Plan with your goals in mind
The purpose of your presentation should be clear. List your objectives, including the impact you want to have on your audience. Do you just need to communicate information, or are you trying to persuade them? What is relevant to the audience? Why should they listen to you? You can state the outcomes of your presentation at the beginning of your presentation to show the audience you care what they think and want to deliver a positive impact.
Using visual aids like a PowerPoint
You should be the main focus of your presentation, not your slides! It can be more engaging for a presenter to talk from memory. This makes the presentation feel more like a conversation with the audience. However, as this is not always possible in the business sphere, we have put together some tips to help you make your presentations more visually appealing
Maximum seven items per slide
Have you heard of 'The Magical Number Seven'? This is a paper written by George A. Miller of Harvard University in 1956. It hypothesises that humans have a cognitive cap which allows only a few pieces of information in our working memory at once. Since it was published, further studies have been conducted to show that sometimes things can be more complicated than that, but the main point still holds up.
Human brains have trouble processing seven or more items at once. To make sure your audience is not overwhelmed by information, try to keep the number of items on each slide of your PowerPoint to six or seven. For instance, you might have six bullet points. The text in the bullet points should also be as concise as possible.
Calls to action
While planning, make sure the purpose of your presentation will be clear to the audience. Once you’ve finished presenting, your audience may be left thinking “Ok, so now what?”. You should come up with some concrete steps to help them put the content to use and include them near the end of your presentation. The clearer your instructions are, the more easily they will be able to use your information in the way you want them to.
It can also be helpful to remind the audience of why your presentation should be important to them personally. You could
prepare a story to demonstrate a problem or a need for action. If you can create something emotionally moving it will be even
Preparing for accessibility
People with disability have a right to access presentations. But accessibility can be beneficial to everyone, not just those with disability. Making content clear, concise, easy to hear and see, and available in multiple formats, will allow participants to get the most out of your content.

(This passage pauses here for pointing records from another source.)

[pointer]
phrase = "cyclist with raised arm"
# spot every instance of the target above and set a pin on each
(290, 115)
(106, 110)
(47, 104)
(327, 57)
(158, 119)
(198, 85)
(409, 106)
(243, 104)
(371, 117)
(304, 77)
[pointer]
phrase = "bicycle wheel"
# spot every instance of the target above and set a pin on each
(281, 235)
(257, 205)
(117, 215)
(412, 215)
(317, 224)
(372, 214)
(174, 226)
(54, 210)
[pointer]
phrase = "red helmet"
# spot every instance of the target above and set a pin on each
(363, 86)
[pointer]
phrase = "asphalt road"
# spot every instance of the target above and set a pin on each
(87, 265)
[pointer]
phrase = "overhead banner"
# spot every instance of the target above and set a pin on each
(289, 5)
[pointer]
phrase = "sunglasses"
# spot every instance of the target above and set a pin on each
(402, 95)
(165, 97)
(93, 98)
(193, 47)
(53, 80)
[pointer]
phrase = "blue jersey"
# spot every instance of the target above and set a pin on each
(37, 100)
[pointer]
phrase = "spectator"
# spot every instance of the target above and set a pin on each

When creating materials for a presentation, aim to meet at least level AA of the Web Content Accessibility Guidelines (WCAG). You should add alternative text to images and mark up headings. Slides should have a consistent design, good contrast and minimal content in a large font. The less text you put on a slide, the easier it is for everyone to understand. Text should also be written in plain language. Include an overview at the start and a summary at the end to make information more digestible.
Provide digital materials in multiple formats in advance so participants can be familiar with the materials before the presentation. Avoid providing materials in PDF format because these may not be accessible even when tagged. Customisable text like HTML or a Word document is preferable. Later, you can provide audio recordings and transcripts of the presentation.
Make sure you are using an accessible remote meeting platform if you are giving your presentation online. Arrange for service providers like captioners and interpreters where needed.